November 12, The Iran Project – In an attempt to sell oil to the Iranian private sector, the National Iranian Oil Company (NIOC) has started large scale offering of crude oil with a million barrels at the Iran Energy Exchange (IRENEX).
On the Sunday (Nov. 12) session of the market, a total of 700,000 barrels of crude oil was traded at the IRENEX.
Offered by the National Iranian Oil Company (NIOC), the cargoes were priced at $64.97/b.
Offering crude oil started at the weekend on a large scale on IRENEX with 0.7 million barrels of light crude oil. The minimum volume of purchase was 35,000 barrels.
In the previous round of offers, NIOC sold 280,000 barrels at the local energy exchange on October 28.

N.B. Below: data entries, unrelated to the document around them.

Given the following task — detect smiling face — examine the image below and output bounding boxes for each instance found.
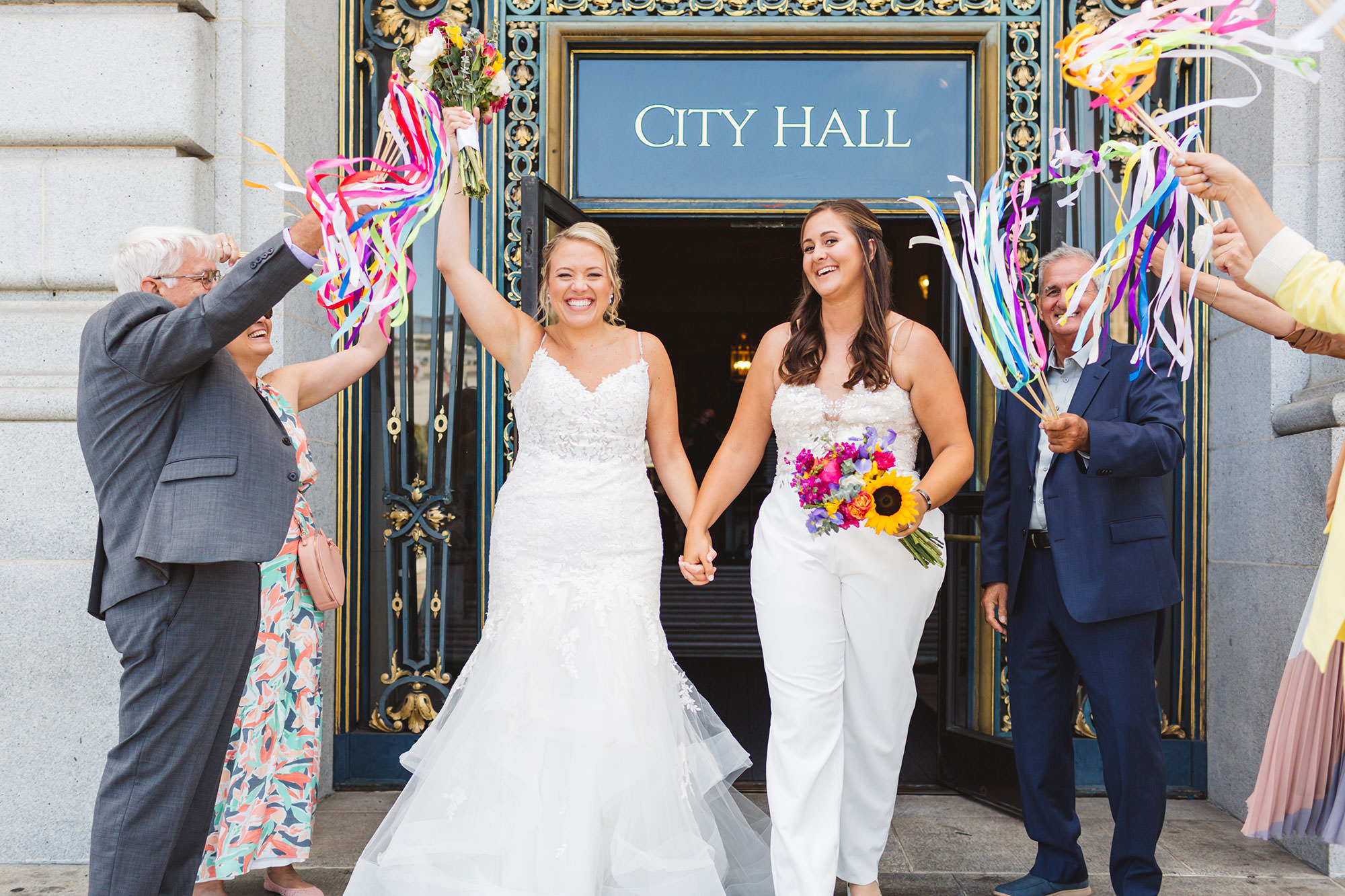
[546,239,613,327]
[799,208,874,298]
[225,317,276,376]
[140,246,215,308]
[1037,258,1098,358]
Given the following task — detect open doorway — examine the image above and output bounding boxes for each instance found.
[603,216,946,790]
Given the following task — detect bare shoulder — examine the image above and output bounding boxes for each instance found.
[892,317,948,358]
[635,329,671,363]
[757,320,794,356]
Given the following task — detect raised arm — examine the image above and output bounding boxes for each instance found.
[436,106,542,383]
[682,324,790,584]
[262,311,390,410]
[642,332,695,526]
[1149,219,1298,339]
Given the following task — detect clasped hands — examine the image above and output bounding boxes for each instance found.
[677,530,716,585]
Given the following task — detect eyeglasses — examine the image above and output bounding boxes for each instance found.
[149,270,223,286]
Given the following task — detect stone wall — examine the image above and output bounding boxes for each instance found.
[1206,3,1345,876]
[0,0,339,862]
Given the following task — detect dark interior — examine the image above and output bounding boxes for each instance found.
[601,216,944,788]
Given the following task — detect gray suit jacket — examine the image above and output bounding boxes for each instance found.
[77,234,308,619]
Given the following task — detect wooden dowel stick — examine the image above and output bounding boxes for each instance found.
[1022,371,1046,419]
[1026,370,1060,419]
[1037,372,1060,419]
[1009,389,1045,419]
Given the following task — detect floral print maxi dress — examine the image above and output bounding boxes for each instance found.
[196,379,323,881]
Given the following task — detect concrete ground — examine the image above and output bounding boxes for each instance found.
[0,792,1345,896]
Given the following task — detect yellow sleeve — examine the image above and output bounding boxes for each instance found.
[1247,227,1345,333]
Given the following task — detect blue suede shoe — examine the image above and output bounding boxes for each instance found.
[991,874,1092,896]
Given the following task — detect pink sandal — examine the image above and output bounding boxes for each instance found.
[261,870,323,896]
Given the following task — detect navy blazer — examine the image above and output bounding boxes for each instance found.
[981,340,1185,622]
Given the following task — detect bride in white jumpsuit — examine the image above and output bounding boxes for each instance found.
[683,199,974,896]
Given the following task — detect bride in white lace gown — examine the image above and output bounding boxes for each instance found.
[683,199,974,896]
[346,110,772,896]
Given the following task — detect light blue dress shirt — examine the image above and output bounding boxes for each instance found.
[1028,333,1098,529]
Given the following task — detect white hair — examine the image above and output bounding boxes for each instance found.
[1037,245,1098,285]
[112,227,219,292]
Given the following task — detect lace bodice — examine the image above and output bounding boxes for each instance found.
[514,344,650,467]
[771,383,920,481]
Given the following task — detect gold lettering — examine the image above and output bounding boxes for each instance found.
[635,102,672,149]
[775,106,812,147]
[885,109,911,149]
[859,109,884,148]
[818,109,854,147]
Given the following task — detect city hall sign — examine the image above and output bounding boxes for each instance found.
[569,51,974,207]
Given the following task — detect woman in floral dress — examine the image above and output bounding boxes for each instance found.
[192,304,387,896]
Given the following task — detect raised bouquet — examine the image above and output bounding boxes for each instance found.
[398,19,510,199]
[790,426,943,569]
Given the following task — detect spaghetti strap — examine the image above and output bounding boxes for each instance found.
[888,317,913,358]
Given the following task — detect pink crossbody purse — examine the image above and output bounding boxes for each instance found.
[299,526,346,612]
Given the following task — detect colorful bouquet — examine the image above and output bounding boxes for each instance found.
[397,19,510,199]
[790,426,943,569]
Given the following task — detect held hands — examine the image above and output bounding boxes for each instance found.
[210,233,243,265]
[677,529,716,585]
[1040,414,1088,455]
[981,581,1009,635]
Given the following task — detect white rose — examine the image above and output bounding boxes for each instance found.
[410,28,448,83]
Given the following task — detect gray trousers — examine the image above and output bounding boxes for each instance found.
[89,563,261,896]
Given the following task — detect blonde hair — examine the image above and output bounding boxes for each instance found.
[537,220,624,327]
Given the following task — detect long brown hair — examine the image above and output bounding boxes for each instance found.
[780,199,892,389]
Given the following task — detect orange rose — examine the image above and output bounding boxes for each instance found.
[850,491,873,520]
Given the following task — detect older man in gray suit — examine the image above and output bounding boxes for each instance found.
[78,215,321,896]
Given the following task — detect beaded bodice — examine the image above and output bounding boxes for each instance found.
[771,383,920,479]
[514,345,650,467]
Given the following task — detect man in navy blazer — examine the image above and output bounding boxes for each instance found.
[981,246,1185,896]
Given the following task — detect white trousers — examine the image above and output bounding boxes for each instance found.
[752,482,944,896]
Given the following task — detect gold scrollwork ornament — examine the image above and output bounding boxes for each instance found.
[369,0,472,47]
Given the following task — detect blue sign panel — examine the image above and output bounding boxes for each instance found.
[570,54,974,207]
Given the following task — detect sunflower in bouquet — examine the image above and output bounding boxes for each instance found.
[397,19,510,199]
[790,426,943,568]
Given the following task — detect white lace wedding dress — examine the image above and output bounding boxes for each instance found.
[346,341,772,896]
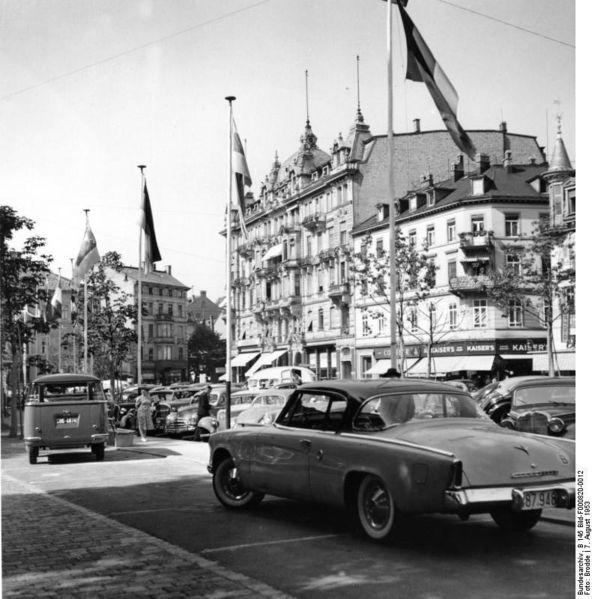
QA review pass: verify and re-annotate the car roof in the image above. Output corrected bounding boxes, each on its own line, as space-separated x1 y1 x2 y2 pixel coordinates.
33 373 101 385
296 378 470 400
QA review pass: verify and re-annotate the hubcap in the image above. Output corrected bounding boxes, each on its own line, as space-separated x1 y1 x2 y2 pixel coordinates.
364 482 391 530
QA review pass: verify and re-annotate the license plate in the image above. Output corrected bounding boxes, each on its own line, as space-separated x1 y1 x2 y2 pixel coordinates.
520 489 561 510
56 416 79 428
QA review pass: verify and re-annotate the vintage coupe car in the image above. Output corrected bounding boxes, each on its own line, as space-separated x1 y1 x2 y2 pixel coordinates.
481 376 576 439
208 379 575 540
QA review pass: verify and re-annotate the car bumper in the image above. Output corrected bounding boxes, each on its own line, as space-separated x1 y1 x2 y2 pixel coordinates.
444 481 576 512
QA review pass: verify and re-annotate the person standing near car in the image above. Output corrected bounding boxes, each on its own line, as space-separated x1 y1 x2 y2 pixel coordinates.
136 388 154 441
193 385 212 441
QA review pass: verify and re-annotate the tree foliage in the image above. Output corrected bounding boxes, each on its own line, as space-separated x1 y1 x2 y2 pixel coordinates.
188 324 226 379
0 206 53 436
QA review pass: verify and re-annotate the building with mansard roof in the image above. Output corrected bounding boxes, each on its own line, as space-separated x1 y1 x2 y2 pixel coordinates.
231 97 545 380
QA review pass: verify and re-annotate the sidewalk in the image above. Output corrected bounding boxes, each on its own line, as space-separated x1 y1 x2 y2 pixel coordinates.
2 430 289 599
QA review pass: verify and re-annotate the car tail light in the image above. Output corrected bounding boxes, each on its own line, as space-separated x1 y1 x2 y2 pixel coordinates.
450 460 462 488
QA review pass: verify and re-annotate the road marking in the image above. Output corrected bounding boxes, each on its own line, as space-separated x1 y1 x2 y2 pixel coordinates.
200 535 339 553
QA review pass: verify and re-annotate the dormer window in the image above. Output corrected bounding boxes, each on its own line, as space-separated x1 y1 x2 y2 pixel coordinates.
471 177 485 196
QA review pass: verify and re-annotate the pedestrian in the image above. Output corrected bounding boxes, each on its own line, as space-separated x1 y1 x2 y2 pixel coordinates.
193 385 212 441
136 387 154 441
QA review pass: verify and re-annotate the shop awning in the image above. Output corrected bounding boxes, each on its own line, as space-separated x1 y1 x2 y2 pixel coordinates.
405 356 493 376
364 360 391 374
245 349 288 378
230 352 259 367
261 243 282 260
529 352 576 372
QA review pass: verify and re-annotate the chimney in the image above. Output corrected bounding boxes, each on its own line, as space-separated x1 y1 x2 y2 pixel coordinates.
476 154 490 175
504 150 512 173
452 154 465 181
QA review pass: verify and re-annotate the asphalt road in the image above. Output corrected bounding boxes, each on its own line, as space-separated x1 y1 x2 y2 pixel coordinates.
2 439 575 599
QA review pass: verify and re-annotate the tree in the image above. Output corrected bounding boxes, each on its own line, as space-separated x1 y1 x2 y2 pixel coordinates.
487 218 575 376
0 206 53 437
188 324 226 379
350 227 438 372
65 252 138 393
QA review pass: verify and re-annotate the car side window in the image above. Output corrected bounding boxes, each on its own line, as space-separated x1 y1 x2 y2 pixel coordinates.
278 391 347 431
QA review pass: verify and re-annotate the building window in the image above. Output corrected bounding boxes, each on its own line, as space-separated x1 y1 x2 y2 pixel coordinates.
407 306 417 333
448 302 458 331
506 254 522 276
473 300 487 329
362 312 372 337
448 260 456 282
471 216 485 233
508 300 524 328
506 214 520 237
446 220 456 241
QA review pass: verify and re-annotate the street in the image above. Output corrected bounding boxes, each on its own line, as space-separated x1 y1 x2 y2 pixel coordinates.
2 437 575 599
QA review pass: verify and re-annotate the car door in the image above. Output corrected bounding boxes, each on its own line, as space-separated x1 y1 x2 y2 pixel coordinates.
251 390 345 499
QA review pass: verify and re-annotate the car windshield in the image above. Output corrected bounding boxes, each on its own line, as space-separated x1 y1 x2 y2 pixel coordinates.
353 393 487 430
512 385 576 408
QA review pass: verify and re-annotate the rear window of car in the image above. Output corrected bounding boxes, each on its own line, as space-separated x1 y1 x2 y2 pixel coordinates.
353 393 487 430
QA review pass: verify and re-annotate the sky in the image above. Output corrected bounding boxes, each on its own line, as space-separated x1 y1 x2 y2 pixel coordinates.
0 0 572 299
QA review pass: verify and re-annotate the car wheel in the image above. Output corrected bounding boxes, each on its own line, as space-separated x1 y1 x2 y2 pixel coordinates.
90 443 105 462
357 474 395 541
491 507 542 532
212 457 263 509
29 447 39 464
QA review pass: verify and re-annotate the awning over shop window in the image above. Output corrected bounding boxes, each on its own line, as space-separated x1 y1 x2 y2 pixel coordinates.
245 349 288 378
364 360 391 374
529 352 576 372
262 243 282 260
230 352 259 367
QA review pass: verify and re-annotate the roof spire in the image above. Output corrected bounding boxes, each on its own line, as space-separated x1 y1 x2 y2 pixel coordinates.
356 55 364 123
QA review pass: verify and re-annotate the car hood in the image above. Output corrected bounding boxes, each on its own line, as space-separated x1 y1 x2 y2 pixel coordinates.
384 418 575 486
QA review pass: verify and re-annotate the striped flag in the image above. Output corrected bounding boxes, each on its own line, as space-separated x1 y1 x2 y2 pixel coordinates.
72 216 101 287
51 276 62 319
140 180 162 273
399 3 477 160
232 119 252 237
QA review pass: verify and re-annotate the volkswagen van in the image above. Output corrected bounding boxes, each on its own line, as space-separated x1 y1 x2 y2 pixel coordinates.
24 374 109 464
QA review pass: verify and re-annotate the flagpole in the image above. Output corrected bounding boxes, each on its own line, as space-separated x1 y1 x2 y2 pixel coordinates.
83 208 90 374
137 164 146 385
386 0 403 374
225 96 236 429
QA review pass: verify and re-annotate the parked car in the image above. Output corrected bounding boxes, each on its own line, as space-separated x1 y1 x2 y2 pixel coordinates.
234 388 293 427
208 379 575 541
483 376 576 439
247 366 317 389
24 374 109 464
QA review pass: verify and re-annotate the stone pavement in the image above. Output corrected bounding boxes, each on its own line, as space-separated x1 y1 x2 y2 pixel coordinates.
2 431 289 599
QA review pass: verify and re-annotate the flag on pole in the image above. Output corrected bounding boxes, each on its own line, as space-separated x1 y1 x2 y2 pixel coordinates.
399 3 477 160
51 276 62 319
232 119 252 237
140 180 162 272
73 216 101 287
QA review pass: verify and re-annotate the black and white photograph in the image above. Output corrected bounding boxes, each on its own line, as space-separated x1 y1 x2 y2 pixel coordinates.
0 0 592 599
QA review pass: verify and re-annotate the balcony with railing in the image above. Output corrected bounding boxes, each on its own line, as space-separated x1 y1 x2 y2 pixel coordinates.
302 212 327 231
448 275 493 296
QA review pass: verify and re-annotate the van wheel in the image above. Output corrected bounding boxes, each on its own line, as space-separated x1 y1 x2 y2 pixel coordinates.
90 443 105 462
212 457 263 510
29 447 39 464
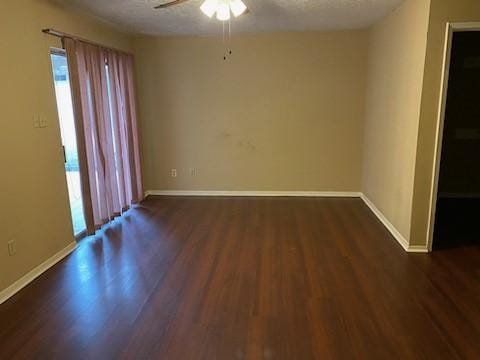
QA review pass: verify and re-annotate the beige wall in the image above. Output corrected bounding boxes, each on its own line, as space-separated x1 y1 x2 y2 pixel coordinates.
362 0 429 241
134 31 367 191
411 0 480 245
0 0 131 291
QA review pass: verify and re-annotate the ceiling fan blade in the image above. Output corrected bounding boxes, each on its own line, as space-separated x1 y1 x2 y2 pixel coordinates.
155 0 188 9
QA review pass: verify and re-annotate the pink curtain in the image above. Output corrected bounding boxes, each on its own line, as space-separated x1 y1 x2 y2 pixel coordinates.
64 39 143 234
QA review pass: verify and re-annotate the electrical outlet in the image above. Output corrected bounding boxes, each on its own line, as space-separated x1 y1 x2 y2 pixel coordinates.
33 115 41 129
8 240 17 256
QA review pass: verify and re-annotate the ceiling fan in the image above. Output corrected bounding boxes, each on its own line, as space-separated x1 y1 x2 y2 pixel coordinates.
155 0 248 21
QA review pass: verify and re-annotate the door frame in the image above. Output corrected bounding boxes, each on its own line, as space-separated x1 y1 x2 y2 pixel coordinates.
427 22 480 251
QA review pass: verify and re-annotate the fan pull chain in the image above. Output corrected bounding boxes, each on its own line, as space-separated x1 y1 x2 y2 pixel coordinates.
222 19 232 61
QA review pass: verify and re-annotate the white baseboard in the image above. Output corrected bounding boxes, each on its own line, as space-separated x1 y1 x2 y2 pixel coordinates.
145 190 429 253
360 194 428 253
0 242 77 304
145 190 361 198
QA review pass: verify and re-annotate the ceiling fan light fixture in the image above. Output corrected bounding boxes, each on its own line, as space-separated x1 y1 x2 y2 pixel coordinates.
200 0 219 18
230 0 247 17
217 0 230 21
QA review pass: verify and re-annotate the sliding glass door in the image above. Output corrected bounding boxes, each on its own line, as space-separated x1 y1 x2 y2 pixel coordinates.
51 49 86 237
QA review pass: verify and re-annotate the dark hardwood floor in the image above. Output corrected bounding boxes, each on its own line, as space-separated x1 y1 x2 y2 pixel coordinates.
0 197 480 360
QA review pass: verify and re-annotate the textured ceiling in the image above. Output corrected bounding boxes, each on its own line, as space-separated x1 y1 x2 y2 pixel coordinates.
61 0 403 35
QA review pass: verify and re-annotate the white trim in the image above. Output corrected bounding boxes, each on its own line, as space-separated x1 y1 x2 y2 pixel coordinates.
0 242 77 304
145 190 429 253
145 190 361 198
360 194 428 253
427 22 480 251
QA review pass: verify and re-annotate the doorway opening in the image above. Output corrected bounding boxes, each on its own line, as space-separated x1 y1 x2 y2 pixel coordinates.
430 25 480 250
50 49 86 238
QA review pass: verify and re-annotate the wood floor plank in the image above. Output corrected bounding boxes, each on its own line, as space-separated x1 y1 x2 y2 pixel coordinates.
0 197 480 360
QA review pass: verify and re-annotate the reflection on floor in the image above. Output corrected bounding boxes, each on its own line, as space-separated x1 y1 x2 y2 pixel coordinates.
66 170 86 235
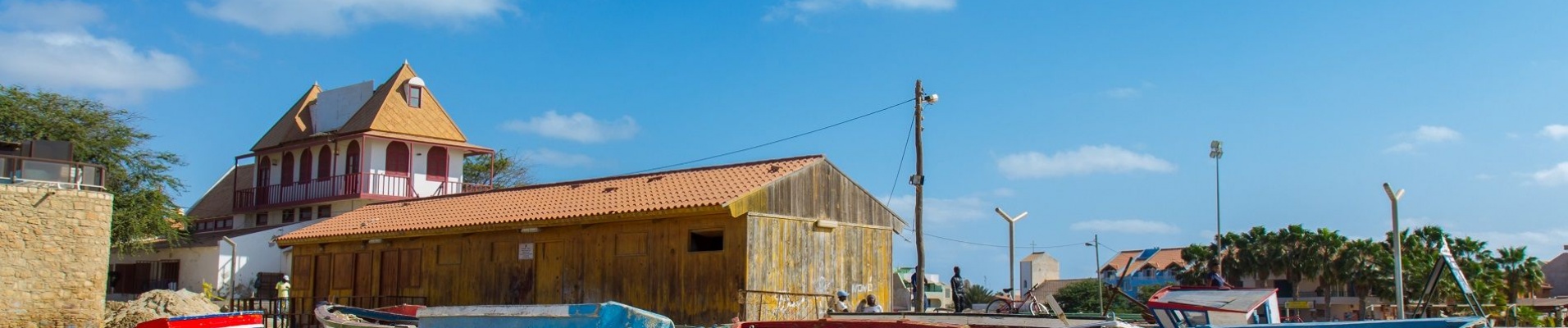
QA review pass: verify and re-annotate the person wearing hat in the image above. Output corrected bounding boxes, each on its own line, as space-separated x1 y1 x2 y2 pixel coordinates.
828 290 850 312
855 295 882 314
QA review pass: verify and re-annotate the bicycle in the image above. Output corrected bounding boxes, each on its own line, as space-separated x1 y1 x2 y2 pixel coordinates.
985 289 1046 316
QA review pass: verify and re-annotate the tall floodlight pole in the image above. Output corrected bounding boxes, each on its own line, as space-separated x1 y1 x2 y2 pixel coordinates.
1209 139 1224 275
1383 182 1405 319
1083 234 1105 317
909 80 936 312
996 207 1028 297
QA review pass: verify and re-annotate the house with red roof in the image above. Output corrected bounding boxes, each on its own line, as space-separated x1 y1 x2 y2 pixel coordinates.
277 155 903 325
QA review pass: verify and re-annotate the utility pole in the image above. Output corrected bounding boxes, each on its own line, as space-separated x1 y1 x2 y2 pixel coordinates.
909 80 935 312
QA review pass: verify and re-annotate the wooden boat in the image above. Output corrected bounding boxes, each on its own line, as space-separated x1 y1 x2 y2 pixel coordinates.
828 312 1135 328
1148 285 1487 328
313 303 419 328
419 301 674 328
736 319 963 328
136 311 262 328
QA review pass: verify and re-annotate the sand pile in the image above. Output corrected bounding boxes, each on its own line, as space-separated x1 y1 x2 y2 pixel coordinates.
103 290 218 328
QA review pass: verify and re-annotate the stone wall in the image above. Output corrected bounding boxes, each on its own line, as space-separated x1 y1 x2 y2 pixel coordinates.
0 185 113 326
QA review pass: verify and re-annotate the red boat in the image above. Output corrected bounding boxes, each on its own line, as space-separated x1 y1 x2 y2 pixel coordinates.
136 311 262 328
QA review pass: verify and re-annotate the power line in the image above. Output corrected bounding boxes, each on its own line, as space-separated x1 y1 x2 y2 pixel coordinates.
882 113 914 203
627 98 914 174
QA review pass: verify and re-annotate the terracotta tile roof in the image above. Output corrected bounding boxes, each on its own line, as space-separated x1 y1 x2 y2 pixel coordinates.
1099 248 1187 273
339 63 469 141
251 84 321 151
185 165 256 220
279 155 825 240
251 63 476 151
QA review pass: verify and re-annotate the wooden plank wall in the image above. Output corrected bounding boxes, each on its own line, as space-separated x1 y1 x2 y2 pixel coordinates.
294 213 746 325
731 160 903 229
743 215 894 320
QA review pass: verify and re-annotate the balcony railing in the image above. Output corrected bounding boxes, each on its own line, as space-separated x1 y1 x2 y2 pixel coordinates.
0 155 105 191
234 173 490 210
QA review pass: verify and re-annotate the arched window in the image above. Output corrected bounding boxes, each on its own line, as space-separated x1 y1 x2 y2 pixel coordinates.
425 148 447 180
294 149 315 184
280 153 294 185
256 155 273 187
385 141 408 175
315 146 332 180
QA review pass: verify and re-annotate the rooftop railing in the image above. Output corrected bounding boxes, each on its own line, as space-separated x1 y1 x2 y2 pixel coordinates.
0 155 107 191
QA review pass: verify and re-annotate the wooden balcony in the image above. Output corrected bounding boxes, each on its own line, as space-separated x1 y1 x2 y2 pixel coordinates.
234 173 492 210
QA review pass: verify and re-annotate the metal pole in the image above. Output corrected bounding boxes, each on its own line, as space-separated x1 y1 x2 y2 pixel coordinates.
1095 234 1105 317
909 80 925 312
1383 184 1405 319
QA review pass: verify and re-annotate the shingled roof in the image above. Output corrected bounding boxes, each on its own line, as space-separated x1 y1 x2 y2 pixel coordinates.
251 63 467 151
277 155 827 244
1099 248 1187 273
185 165 256 220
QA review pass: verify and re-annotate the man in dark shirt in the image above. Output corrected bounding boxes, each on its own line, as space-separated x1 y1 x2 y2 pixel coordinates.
947 266 972 312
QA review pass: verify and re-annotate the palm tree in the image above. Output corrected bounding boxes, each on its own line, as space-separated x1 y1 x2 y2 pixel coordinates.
1333 239 1394 316
1497 246 1544 303
1310 228 1350 308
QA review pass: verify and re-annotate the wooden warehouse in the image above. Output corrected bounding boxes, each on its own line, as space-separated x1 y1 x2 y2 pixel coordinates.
277 155 903 325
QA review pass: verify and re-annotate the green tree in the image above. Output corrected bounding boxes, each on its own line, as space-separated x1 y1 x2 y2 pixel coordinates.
0 86 188 251
463 151 533 189
1497 246 1544 304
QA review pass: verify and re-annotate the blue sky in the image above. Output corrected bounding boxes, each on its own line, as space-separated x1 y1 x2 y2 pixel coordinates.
0 0 1568 284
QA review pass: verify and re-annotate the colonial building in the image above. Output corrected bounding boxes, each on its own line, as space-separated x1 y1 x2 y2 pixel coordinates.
112 63 492 297
277 155 903 325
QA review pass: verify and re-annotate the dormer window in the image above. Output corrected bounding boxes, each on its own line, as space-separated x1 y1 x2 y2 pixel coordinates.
404 77 425 108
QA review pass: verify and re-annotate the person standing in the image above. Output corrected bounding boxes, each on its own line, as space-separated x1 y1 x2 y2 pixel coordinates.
947 265 973 314
828 290 850 312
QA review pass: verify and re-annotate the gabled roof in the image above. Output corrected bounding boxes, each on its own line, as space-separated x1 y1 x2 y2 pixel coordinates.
277 155 827 242
251 84 321 151
1099 248 1187 273
339 63 469 143
251 63 469 151
185 165 256 220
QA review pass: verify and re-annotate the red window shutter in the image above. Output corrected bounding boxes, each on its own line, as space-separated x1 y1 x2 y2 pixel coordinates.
385 141 408 175
315 148 332 180
425 148 447 180
282 153 294 185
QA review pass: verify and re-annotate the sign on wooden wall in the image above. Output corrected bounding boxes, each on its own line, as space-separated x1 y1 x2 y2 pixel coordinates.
517 244 533 261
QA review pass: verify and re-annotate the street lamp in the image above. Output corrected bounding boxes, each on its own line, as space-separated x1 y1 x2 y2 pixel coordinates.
1209 139 1224 275
1383 182 1405 319
1083 234 1105 317
996 207 1028 297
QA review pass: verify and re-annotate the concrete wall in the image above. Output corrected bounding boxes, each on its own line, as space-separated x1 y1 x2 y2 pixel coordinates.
0 185 113 326
110 246 218 294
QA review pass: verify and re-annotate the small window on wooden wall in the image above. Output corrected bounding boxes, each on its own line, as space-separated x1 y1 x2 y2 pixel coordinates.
686 229 724 251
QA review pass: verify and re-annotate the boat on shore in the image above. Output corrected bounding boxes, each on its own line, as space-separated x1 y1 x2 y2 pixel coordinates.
136 311 262 328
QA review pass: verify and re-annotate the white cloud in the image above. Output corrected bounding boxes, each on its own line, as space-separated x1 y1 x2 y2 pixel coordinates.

Speaking to Shana, Saeid Khoshroo, director of international affairs at NIOC, said the company would continue selling oil at IRENEX given its successful experience in the market.
Khoshroo went on to say that NIOC was considering extension of the deadline for settlement of the purchases to 60 days.
The official stated that “NIOC has eased the purchasing process in the energy exchange to ensure that no cargoes could be purchased more easily outside of the market.”
In order to develop alternative channels for monetizing Iran’s oil, Iranian authorities have activated an old plan to market some of their export potential through the IRENEX.
The IRENEX was established in 2012 as a regulated exchange for trading of energy-related products and securities.
Up until last week, IRENEX had mainly been an exchange for the trading of petroleum and petrochemical products (not crude oil), gas liquids and electricity.
On Monday (Nov. 5) US secondary sanctions targeting Iran’s oil, banking and transportation sectors went into effect.
The threat of sanctions had already reduced the actual volume of exports in the past months to an extent that Iran’s crude oil and gas liquids exports had fallen from their peak of 2.7 million barrels per day (mbpd) in May to some 2.2 mbpd in October.
But the United States has retreated from its original goal of reducing Iran’s oil exports to zero by granting waivers to eight countries — China, Greece, India, Italy, Japan, Turkey, South Korea and Taiwan — to purchase oil from Iran.